Teori akuntansi positif berusaha untuk membuat prediksi yang baik sesuai
dengan kejadian yang nyata. Sebagiman Scott (2009 : 284) mengungkapkan dalam bukunya :
Teori
akuntansi positif adalah berhubungan dengan prediksi yaitu suatu tindakan
pemilihan kebijakan akuntansi oleh manajer perusahaan dan bagaimana manajer
perusahaan akan merespon untuk mengajukan standar akuntansi yang baru.
Lebih
lanjut Godfrey et.al (1997) dalam Januarti (2004) menyatakan bahwa teori
akuntansi positif berusaha menjawab antara lain pertanyaan berikut dari sudut
pandang ekonomi. :
Pertama, Apakah
biaya yang dikeluarkan sebanding dengan manfaat yang diperoleh dalam pemilihan
metode akuntansi alternatif. Kedua, Apakah
biaya yang diperoleh sebanding dengan manfaat yang diperoleh dalam regulasi dan
proses penentuan standar akuntans. Ketiga, Apa
dampak laporan keuangan yang dipublikasikan pada harga saham
Untuk
lebih memahami Teori akuntas positif, berikut formula dari
Watts dan Zimmerman (1986) dalam Scott
(2009 : 287) terdapat 3 hipotes yang terkandung di dalamnya, yaitu:
Pertama, Hipotesis bonus
plan, yakni apabila manajer perusahan ingin mendapatkan bonus berdasarkan laba
akuntansi, maka manajer perusahaan akan memilih kebijakan akuntansi yang akan
memenuhi kepentingannya, yaitu dengan menggeser laporan laba periode mendatang
ke periode sekarang. Kedua, Debt Covenant Hypothesis, yakni perusahaan
cenderung untuk menurunkan rasio utang/ekuitas dengan cara meningkatkan laba
periode sekarang dengan menggeser dari laba-laba periode mendatang. Motivasi
perusahaan melakukan ini adalah untuk menghindari kedekatan terhadap debt covenant dan untuk mendapatkan suku
bunga pinjaman yang lebih rendah, karena semakin rendah rasio/ekuitas semakin
rendah risiko kebangkrutan perusahaan. Ketiga, Political Cost Hipothesis,
yaitu perusahaan
cenderung memperkecil tingkat laba sekarang dengan menggeser laba sekarang ke
laba periode mendatang tujuan menghindari tekanan politik seperti tuduhan
monopoli dengan menunjukkan laba perusahaan tidak berlebihan seperti yang
dicurigai, melobi ke konggres untuk melindungi industri dari barang impor yang
menyebabkan keuntungan industri merosot, menghindari tuntutan serikat kerja
dengan menunjukkan bahwa laba perusahaan menurun dan lain sebagainya.

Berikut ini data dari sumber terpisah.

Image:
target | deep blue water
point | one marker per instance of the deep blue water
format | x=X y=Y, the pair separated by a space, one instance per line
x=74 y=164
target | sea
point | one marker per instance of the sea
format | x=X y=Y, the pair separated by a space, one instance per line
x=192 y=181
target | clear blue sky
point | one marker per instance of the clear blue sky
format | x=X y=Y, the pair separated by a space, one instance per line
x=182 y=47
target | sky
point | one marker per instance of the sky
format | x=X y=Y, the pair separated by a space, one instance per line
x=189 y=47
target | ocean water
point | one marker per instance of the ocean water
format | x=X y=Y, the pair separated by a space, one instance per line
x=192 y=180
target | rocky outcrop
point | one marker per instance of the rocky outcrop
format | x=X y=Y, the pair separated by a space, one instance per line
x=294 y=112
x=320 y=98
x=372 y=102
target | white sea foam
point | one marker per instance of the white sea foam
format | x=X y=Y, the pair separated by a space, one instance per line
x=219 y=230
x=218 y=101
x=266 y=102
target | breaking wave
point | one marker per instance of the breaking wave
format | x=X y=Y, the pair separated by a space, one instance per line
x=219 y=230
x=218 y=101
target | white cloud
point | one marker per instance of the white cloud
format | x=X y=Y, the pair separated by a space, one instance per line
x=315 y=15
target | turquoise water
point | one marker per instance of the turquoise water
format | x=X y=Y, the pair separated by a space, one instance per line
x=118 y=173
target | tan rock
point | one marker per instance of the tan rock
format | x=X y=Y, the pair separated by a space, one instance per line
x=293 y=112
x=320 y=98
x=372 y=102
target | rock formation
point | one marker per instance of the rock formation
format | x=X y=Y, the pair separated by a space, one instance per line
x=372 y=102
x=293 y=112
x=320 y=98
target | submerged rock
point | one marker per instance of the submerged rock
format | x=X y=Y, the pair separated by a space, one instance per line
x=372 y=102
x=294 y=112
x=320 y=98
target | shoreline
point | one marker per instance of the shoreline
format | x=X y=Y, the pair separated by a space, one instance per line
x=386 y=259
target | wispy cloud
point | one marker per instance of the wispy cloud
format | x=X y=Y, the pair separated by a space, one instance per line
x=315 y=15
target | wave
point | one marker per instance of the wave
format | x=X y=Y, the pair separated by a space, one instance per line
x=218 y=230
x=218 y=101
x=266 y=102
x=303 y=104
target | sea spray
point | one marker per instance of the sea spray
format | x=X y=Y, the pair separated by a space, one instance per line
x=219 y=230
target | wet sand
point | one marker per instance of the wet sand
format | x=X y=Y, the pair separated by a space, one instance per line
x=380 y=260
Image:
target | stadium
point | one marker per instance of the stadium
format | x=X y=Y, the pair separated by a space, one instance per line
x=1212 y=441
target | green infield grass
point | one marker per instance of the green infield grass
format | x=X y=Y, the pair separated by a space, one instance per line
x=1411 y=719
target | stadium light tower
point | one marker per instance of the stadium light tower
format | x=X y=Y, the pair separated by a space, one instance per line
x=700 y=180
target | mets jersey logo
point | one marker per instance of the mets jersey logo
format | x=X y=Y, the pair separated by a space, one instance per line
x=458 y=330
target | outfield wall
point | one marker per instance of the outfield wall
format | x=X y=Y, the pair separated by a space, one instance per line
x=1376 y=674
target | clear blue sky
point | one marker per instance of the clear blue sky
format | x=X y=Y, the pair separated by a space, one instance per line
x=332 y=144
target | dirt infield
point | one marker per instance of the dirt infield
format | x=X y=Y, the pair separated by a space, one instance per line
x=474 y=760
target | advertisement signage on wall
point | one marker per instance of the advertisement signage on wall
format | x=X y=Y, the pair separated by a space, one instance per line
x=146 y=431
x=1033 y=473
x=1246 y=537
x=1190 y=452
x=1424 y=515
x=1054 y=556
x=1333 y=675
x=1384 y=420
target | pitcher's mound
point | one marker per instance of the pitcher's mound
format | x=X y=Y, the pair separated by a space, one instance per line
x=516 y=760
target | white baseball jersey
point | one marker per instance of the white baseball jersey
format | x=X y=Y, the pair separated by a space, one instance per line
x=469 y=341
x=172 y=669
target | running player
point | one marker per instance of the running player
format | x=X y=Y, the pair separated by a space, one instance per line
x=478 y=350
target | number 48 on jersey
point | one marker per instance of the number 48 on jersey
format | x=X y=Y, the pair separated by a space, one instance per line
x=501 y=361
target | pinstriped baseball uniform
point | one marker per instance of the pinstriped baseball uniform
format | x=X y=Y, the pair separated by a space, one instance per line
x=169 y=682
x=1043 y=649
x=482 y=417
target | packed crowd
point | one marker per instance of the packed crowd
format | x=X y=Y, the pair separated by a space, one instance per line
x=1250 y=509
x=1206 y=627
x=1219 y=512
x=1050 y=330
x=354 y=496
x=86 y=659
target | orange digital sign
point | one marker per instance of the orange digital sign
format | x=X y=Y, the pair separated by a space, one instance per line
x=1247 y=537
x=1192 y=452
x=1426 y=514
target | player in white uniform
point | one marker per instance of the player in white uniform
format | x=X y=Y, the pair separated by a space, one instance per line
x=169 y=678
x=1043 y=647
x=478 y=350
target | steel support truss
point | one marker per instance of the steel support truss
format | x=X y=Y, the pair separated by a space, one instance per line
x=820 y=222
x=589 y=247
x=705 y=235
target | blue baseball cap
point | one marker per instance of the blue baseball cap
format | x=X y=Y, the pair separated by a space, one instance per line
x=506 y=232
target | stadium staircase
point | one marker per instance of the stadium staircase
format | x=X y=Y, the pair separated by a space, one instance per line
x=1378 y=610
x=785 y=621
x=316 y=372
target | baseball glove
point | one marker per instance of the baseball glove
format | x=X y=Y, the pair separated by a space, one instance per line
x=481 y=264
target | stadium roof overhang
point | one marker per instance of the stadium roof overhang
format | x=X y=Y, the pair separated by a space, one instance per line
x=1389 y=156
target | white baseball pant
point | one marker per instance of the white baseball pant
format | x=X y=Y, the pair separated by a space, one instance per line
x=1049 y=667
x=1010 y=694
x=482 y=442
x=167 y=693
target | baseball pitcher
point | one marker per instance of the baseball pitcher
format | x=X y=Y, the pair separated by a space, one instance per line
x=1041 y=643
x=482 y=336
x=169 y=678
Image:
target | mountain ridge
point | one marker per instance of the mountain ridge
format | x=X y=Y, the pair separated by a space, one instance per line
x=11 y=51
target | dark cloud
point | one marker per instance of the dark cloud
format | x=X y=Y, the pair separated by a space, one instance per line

Perusahaan dapat menurunkan laba dengan merubah metode atau prosedur akuntansi Dalam bukunya, (Scott, 2009 :
290) mengungkapkan bahwa Banyak penelitian yang telah membuktikan ketiga
hipotesis yang dikemukakan oleh Watt & Zimmerman, antara lain : Pertama, Healy
(1985) dengan hipotesis perencanaan bonus, yang menghasilkan bukti para manajer
yang mendasarkan bonusnya pada income netto dilaporkan secara sistematis
menggunakan kebijakan akuntansi accrual untuk pelaporan pendapatannya
sehingga dapat memaksimalkan bonus. Kedua, Sweeney (1994) dengan hipotesis perjanjian hutang,
dihasilkan bukti bahwa perusahaan sering melanggar perjanjian hutang dalam
bentuk pemeliharaan modal kerja dan ekuitas pemegang saham. Ketiga, Jones (1991) mengkaji perubahan perusahaan untuk
menurunkan income netto yang dilaporkan untuk keringanan impor.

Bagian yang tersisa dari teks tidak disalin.